Neural nets are known to struggle with tabular data. Have you tried fine tuning or attaching a decoder somewhere that you train on your task? Zero-shot inference might be asking for too much.
"Prophet is a procedure for forecasting time series data based on an additive model where non-linear trends are fit with yearly, weekly, and daily seasonality, plus holiday effects. It works best with time series that have strong seasonal effects and several seasons of historical data. Prophet is robust to missing data and shifts in the trend, and typically handles outliers well."
You don't need to be a cutting edge research scientist to train a SOTA LLM. You just need money for scaling. OpenAI's "secret" was just their willingness to spend tens/hundreds of millions without guaranteed returns, and RLHF/instruct fine tuning, both of which are out of the bag now.
Disagree. It took more than 12 months from the release of GPT-4 to someone else producing a model of equivalent quality, and that definitely wasn't due to a shortage of investment from the competition.
There's a huge amount of depth in training a really good LLM. Not helped by the fact that iteration is incredibly expensive - it might take several months (and millions of dollars) before you can tell if your new model is working well or if there was some mistake in the pipeline that lead to a poor quality result.

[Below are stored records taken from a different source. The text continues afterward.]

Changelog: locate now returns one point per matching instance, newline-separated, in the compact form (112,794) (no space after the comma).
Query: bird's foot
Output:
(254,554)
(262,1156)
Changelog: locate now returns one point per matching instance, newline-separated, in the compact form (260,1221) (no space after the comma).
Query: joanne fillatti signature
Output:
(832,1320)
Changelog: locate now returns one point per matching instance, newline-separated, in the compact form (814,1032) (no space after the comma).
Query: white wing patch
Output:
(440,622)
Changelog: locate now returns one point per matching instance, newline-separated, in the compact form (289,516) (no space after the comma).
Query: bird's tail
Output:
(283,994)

Almost all of the world-class LLMs outside of OpenAI/DeepMind have been trained by people who previously worked at those organizations - giving them invaluable experience such that they could avoid the most expensive mistakes while training their new models.

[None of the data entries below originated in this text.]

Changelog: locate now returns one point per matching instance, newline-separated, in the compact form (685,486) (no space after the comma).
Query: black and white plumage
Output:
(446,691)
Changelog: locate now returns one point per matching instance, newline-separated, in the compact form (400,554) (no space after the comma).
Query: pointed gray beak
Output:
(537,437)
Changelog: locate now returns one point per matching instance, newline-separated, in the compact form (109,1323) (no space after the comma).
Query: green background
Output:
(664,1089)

Don’t overlook the training data (used for both training and instruction fine-tuning), it is one of the most crucial aspects, if not the most critical, given the significant differences observed in models with similar architectures.

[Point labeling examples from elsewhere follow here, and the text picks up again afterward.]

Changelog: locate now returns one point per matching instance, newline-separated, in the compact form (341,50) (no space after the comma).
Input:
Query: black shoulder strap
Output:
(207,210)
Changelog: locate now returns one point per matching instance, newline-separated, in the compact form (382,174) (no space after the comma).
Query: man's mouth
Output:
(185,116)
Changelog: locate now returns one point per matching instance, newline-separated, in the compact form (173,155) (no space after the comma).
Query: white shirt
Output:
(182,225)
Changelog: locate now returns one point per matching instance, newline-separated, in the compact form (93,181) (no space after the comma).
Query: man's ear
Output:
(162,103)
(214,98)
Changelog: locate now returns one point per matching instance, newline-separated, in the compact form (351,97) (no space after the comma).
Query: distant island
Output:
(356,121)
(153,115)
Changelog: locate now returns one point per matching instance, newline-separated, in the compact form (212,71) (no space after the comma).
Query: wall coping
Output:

While I do agree there is some amount of secret sauce, keep in mind the training takes several months. So from someone to see the success of GPT4, decide they want to invest that amount of money to train the same, raise the money to train the model, find someone competent to supervise the training, train the model for several months, then test and integrate it could easily be a year long even if there was no secret sauce.
That only remains an advantage if they can continue climbing the gradient from their lead position. If they hit a snag in scaling, methodology, or research, everyone else on the planet catches up, and then it's anyone's game again.
When it comes to LLMs, metrics are misleading and easy to game. Actually talking to it and running it through novel tasks that require ability to reason very quickly demonstrates that it is not on par with GPT-4. As in, it can't solve things step-by-step that GPT-4 can one-shot.
This was exactly my experience. I have very complex prompts and I test them on new models and nothing performs as well as GPT-4 that I've tried (Claude 3 Opus included)
Very weird that they don't cite this in their webpage and instead bury the source in their paper.